The government asked the army for help but the military questioned the need of army troops, saying enough police and para military troops were available. Army chief Gen. Qamar Javed Bajwa on Sunday met with Prime Minister Shahid Khaqan Abbasi to discuss the situation.
Pakistan’s commission that regulates electronic media continued to keep broadcasts off the air for a second day, allegedly because the media had violated the government policy banning live coverage of security operations. Key social media sites also remained blocked. By Sunday evening, private TV stations were back on air following a briefing and guidelines to the broadcasters about the policy.
Supporters of the Islamist party blocked roads and staged sit-ins for a second day Sunday in cities such as Karachi, Lahore, Multan and others, in a show of solidarity with the Islamabad demonstrators.
Karachi, Pakistan’s largest city, was completely shut down for the second day Sunday as hundreds of protesters blocked over a dozen important intersections. They were largely peaceful but occasionally younger men hurled stones at the police, though elders quickly stopped them.
The biggest of almost two dozen rallies scattered across Lahore, the provincial capital of Punjab, was near the Punjab Assembly building, where some 3,000 protesters gathered peacefully.

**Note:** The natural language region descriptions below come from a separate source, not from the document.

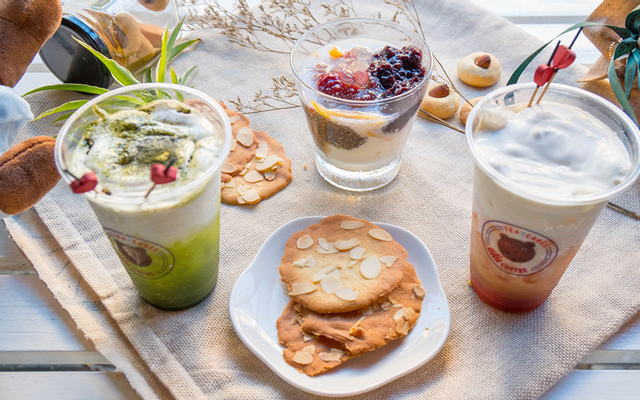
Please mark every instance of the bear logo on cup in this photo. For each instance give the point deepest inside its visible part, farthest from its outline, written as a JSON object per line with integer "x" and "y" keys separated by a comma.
{"x": 135, "y": 255}
{"x": 515, "y": 250}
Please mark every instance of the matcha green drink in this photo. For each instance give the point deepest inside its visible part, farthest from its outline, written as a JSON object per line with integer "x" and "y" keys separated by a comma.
{"x": 166, "y": 232}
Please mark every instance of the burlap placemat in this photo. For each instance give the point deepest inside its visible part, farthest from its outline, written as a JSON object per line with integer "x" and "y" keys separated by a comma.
{"x": 196, "y": 354}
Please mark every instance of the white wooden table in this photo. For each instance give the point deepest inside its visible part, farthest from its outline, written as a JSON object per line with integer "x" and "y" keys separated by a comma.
{"x": 43, "y": 354}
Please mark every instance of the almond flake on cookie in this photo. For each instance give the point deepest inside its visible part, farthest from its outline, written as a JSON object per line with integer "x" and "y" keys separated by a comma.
{"x": 379, "y": 234}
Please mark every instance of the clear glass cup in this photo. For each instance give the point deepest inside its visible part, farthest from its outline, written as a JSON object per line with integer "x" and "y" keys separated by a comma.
{"x": 169, "y": 241}
{"x": 550, "y": 229}
{"x": 358, "y": 143}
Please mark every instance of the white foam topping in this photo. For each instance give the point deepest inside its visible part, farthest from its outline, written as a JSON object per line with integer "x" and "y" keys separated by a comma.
{"x": 555, "y": 149}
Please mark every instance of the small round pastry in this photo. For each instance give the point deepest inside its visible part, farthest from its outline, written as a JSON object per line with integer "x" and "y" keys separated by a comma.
{"x": 27, "y": 173}
{"x": 440, "y": 101}
{"x": 479, "y": 69}
{"x": 466, "y": 109}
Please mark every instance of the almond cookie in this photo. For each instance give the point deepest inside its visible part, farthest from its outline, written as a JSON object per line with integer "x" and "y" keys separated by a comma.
{"x": 309, "y": 354}
{"x": 267, "y": 173}
{"x": 341, "y": 264}
{"x": 243, "y": 140}
{"x": 390, "y": 317}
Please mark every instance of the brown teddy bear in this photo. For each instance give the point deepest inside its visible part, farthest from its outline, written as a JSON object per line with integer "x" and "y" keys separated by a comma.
{"x": 27, "y": 170}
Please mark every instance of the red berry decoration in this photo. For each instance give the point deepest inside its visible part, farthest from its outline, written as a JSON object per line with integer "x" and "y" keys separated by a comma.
{"x": 88, "y": 182}
{"x": 563, "y": 57}
{"x": 543, "y": 74}
{"x": 161, "y": 174}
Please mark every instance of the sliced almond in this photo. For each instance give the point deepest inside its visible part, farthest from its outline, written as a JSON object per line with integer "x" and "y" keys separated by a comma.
{"x": 332, "y": 249}
{"x": 357, "y": 253}
{"x": 267, "y": 163}
{"x": 251, "y": 196}
{"x": 228, "y": 168}
{"x": 409, "y": 313}
{"x": 344, "y": 245}
{"x": 311, "y": 349}
{"x": 324, "y": 272}
{"x": 302, "y": 358}
{"x": 330, "y": 283}
{"x": 400, "y": 313}
{"x": 419, "y": 291}
{"x": 306, "y": 337}
{"x": 379, "y": 234}
{"x": 330, "y": 357}
{"x": 253, "y": 177}
{"x": 405, "y": 328}
{"x": 400, "y": 324}
{"x": 388, "y": 260}
{"x": 262, "y": 150}
{"x": 245, "y": 136}
{"x": 298, "y": 288}
{"x": 346, "y": 293}
{"x": 308, "y": 261}
{"x": 354, "y": 326}
{"x": 351, "y": 224}
{"x": 370, "y": 267}
{"x": 304, "y": 242}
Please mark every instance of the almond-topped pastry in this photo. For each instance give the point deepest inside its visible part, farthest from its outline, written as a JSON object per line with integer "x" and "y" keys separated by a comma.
{"x": 390, "y": 317}
{"x": 341, "y": 264}
{"x": 308, "y": 353}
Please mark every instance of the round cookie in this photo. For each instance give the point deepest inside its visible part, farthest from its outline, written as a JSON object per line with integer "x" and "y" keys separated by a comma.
{"x": 440, "y": 101}
{"x": 341, "y": 264}
{"x": 479, "y": 69}
{"x": 390, "y": 317}
{"x": 466, "y": 109}
{"x": 267, "y": 173}
{"x": 322, "y": 353}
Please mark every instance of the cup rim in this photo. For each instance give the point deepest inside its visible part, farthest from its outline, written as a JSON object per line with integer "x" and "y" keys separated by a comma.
{"x": 171, "y": 194}
{"x": 363, "y": 103}
{"x": 533, "y": 195}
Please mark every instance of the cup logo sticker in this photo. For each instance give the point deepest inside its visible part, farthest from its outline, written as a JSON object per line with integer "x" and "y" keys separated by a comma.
{"x": 517, "y": 250}
{"x": 143, "y": 258}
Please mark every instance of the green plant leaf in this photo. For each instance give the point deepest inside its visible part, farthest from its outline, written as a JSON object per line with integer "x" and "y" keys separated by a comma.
{"x": 184, "y": 77}
{"x": 75, "y": 87}
{"x": 63, "y": 117}
{"x": 617, "y": 88}
{"x": 630, "y": 74}
{"x": 119, "y": 73}
{"x": 68, "y": 106}
{"x": 175, "y": 51}
{"x": 518, "y": 72}
{"x": 174, "y": 76}
{"x": 162, "y": 63}
{"x": 632, "y": 21}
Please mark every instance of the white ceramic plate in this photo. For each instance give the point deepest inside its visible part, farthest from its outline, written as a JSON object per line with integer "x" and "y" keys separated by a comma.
{"x": 259, "y": 297}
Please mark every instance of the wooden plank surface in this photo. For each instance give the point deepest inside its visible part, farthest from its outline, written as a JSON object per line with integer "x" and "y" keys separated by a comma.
{"x": 66, "y": 386}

Cleric Ashraf Jalali said the protesters would not leave until their demand for Hamid’s resignation is met. “We are peaceful but ready to face any kind of operation” by the police, he said.
In Multan, some 5,000 Islamist supporters marched through the city, chanting slogans against the government. Hundreds of protesters blocked roads elsewhere in Multan and in some places set car tires on fire. Public bus service was also suspended in Multan, Rawalpindi, Lahore and Islamabad.
Shah Mohammad Qureshi, a moderate opposition leader, criticized the government, saying it had mishandled the situation.
“This government has blocked the entire country to clear one intersection in Islamabad,” Qureshi said.
Malik Mohammad Ahmed, the Punjab provincial spokesman, said protesters in Rawalpindi on Saturday attacked the residence of the former interior minister, Chaudhry Nisar, damaging the main gate. They wounded lawmaker Javed Latif in Shaikhupura, hitting him in the head with a stone, he said. Angry crowds also attacked Law Minister Hamid’s villa in Pasroor, ransacking the place.